Electrochemical sensing involves the diffusion of gases across a permeable membrane into an electrolyte solution within the sensor unit. She noted the electrolyte is ammonia-specific "and therefore has few cross sensitivity problems with other gases." She did note the warm-up time for the sensor (two to eight hours) could be a detriment.

Polymer thin-film capacitive sensors detect changes in the capacitance caused by absorbed ammonia. The technology is also selective to ammonia to reduce cross sensitivity to other background gases. She did say that the time required for water desorption process could slow the response time of the sensor.

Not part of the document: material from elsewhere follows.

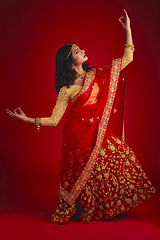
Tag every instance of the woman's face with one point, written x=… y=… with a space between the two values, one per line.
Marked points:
x=78 y=55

Charge carrier injection sensors "selectively bind ammonia with a gas-sensitive material." Such units, she said, have low maintenance and are less prone to false alarms than typical solid-state sensors. But she added that the "probability of nuisance alarms increases in the 15- to 35-ppm range because of the detection limits of this technology."

Solid-state sensors are "typically made with a sensing material composed of a metal oxide and a catalyst." Because the solid-state sensor "is not consumed in the ammonia detection process, these sensors last at least five years"; however, "background gases may interfere with these sensors. Installing filters on the sensing element can minimize this."

Paul Stiller

Integrating Controls

Another paper focused on integrating advanced controls into plant processes and management programs. The speaker, Paul Stiller of Rockwell Automation in Cleveland, contended that energy management controls are sometimes not given the attention they deserve.

"Most manufacturing facilities have modern automation tools in process areas," he said. "Plant engineers maintain and upgrade process automation equipment and software so the facility can remain competitive.

"However, energy-related controls and automation are often assigned a lower priority. A typical manufacturing plant makes unnecessary energy expenditures because energy-related automation has not been given appropriate attention. There is an opportunity to reduce energy-related manufacturing costs by extending modern process automation technology to energy systems."

He outlined a variety of technologies with a focus on water pump, motor, and drive efficiency, and called on those involved in decisions within a facility to have what he called "maintenance action planning (MAP)." He said an effective MAP solution needs to include:

  • Incorporating the best monitoring technology for each piece of equipment. "Various manufacturers offer sensors and effective analysis methods for their particular product."

  • Scaling to suit the needs of each facility. "Large plants with multiple chillers typically require more comprehensive monitoring than smaller facilities."

  • Taking advantage of standard process control and data acquisition hardware. "Specialized hardware is more expensive, less flexible, and more likely to become obsolete."

    Former astronaut Mike Mullane

    Is This Really Normal?

    Former astronaut Mike Mullane used his experience on three space missions with the National Aeronautics and Space Administration (NASA) and recent shuttle tragedies to urge his audience of business people to guard against what he called "normalization of deviance."

    He described this as "a phenomenon in which individuals or teams repeatedly accept a lower standard of performance until that lower standard becomes the norm."

    Mullane said the space shuttle Challenger tragedy resulted from an extended period of time in which "the NASA team accepted a lower standard of performance for the solid rocket booster O-rings until that lower standard became the norm.

    "By the dawn of Challenger, the NASA team had become so comfortable with seeing occasional O-ring damage and getting away with it that the original standard, in which any O-ring damage was defined an intolerable deviance, was no longer considered."

    He encouraged businesses "to maintain their high standard of performance" by setting the highest standards, and connecting the dots to ensure multiple problems will not lead to "the normalization of deviance."